The obduracy of Russia in particular presented President Obama with a serious problem. Doing nothing to stop the carnage in Syria looked weak. But back in 2011 he had proclaimed that the time had come for Assad to step aside: any attempted settlement including Assad and his regime as part of the solution also looked weak. In 2012 President Obama staked out a new strong position:
‘A red line for us is if we start seeing a whole bunch of chemical weapons moving around or being utilised.’
In August this year chemical weapons were used near Damascus, with the weight of evidence pointing firmly at Syrian army forces loyal to Assad. Red line crossed!
Confusion ensued. First London then Washington tried to win the votes they said were needed to make a direct military response. Russia pounced, proposing a new international process aimed at removing chemical weapons from Syria. Assad politely concurred. Washington and London seized this idea like a drowning man grabbing a modest plank.
What is really happening here? Sooner or later the two sides in such grumpy diplomatic exchanges get bored with disagreeing and look for something they can work on nicely together.
Washington and Moscow have now decided that they cannot do anything useful together about the layer of the Syria onion that is mainly about Syria.

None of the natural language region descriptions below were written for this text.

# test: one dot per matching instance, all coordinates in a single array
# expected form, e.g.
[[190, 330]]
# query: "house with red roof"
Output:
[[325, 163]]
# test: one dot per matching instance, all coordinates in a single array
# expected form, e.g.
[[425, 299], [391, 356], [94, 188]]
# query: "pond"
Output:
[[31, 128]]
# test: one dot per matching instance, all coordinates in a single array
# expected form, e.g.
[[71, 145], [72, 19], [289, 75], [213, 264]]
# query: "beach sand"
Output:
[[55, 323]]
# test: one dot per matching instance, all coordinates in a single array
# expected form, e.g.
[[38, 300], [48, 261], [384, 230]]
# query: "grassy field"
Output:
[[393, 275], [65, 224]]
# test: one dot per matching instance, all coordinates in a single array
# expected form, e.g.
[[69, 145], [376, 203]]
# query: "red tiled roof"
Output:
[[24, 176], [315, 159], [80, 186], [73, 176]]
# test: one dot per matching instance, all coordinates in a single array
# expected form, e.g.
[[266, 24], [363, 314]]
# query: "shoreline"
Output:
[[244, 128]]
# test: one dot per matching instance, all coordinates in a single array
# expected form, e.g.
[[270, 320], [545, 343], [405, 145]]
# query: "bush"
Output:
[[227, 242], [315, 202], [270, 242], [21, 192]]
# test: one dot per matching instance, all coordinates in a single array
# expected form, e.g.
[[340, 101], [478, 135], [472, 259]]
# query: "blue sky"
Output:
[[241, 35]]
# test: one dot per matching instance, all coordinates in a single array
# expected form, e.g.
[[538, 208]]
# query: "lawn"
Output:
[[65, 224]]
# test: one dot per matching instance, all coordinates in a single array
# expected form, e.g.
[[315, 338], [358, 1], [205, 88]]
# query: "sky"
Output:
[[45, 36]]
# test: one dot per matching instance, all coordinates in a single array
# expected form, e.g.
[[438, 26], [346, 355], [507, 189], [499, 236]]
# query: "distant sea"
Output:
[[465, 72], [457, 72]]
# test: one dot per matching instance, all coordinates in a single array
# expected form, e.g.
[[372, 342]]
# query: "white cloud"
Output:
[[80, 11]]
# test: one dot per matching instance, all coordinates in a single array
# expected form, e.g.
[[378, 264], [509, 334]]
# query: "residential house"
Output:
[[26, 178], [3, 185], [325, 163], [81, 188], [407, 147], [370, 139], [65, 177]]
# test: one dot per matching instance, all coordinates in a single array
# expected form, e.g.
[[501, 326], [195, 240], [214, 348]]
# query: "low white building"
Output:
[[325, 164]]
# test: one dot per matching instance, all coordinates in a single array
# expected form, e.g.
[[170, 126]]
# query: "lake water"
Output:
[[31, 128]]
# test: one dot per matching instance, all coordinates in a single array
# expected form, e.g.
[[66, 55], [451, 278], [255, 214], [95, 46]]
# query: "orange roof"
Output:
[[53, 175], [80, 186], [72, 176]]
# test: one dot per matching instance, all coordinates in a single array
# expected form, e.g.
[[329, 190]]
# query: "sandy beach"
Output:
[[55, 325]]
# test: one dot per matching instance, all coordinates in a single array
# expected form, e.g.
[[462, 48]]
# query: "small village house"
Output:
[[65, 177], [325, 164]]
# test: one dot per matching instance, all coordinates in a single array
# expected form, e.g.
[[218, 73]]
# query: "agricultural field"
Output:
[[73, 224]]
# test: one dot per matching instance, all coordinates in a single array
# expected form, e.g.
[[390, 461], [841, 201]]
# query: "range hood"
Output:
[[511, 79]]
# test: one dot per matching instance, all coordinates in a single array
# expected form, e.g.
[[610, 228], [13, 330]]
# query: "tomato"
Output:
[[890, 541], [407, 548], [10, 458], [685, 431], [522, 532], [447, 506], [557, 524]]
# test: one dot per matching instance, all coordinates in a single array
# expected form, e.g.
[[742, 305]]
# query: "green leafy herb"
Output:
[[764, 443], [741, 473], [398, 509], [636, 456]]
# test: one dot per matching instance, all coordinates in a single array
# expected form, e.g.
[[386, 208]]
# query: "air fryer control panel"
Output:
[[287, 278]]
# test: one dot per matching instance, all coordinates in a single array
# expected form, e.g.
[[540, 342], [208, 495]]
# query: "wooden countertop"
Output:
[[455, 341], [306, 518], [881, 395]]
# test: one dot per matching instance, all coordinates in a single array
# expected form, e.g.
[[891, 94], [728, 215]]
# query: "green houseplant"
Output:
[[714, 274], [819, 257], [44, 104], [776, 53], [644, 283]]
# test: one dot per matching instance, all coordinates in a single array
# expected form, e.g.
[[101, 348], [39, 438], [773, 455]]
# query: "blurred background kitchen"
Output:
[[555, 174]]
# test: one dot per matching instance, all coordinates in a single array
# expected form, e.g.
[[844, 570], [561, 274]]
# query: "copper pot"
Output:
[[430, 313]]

Instead they are focusing on the layer that is mainly about their own relationship and trying to cooperate on a specific layer of the Syria problem (namely chemical weapons) that has little if anything to do directly with the wider calamity.
The cruel genius of the Russian plan thereby reveals itself. The fact that the Assad regime has a heavy case to answer for war crimes is brushed aside by both factions. Global media attention shifts from the misery of the situation in Syria to statements from US and Russian diplomats poring over detailed chemical weapons texts under United Nations auspices.
Back in real life, the painstakingly complex task of controlling and destroying chemical weapons can happen in war-torn Syria, if at all, only with the full, generous and sustained cooperation of the Assad system. The political dynamic has in effect been flipped, from ‘Assad must go!’ to ‘Assad must stay!’
As for Syria itself? The misery drags on. Maybe the time is coming when the rival internal forces and their sundry external sponsors decide that a costly stalemate is bad for business, so a new peace process must start. But how can that happen without a massively expensive international intervention to monitor a ceasefire that ends up legitimising the current facts on the ground and so presages the informal partitioning of the country? Some diplomatic onions are just too big to be digestible.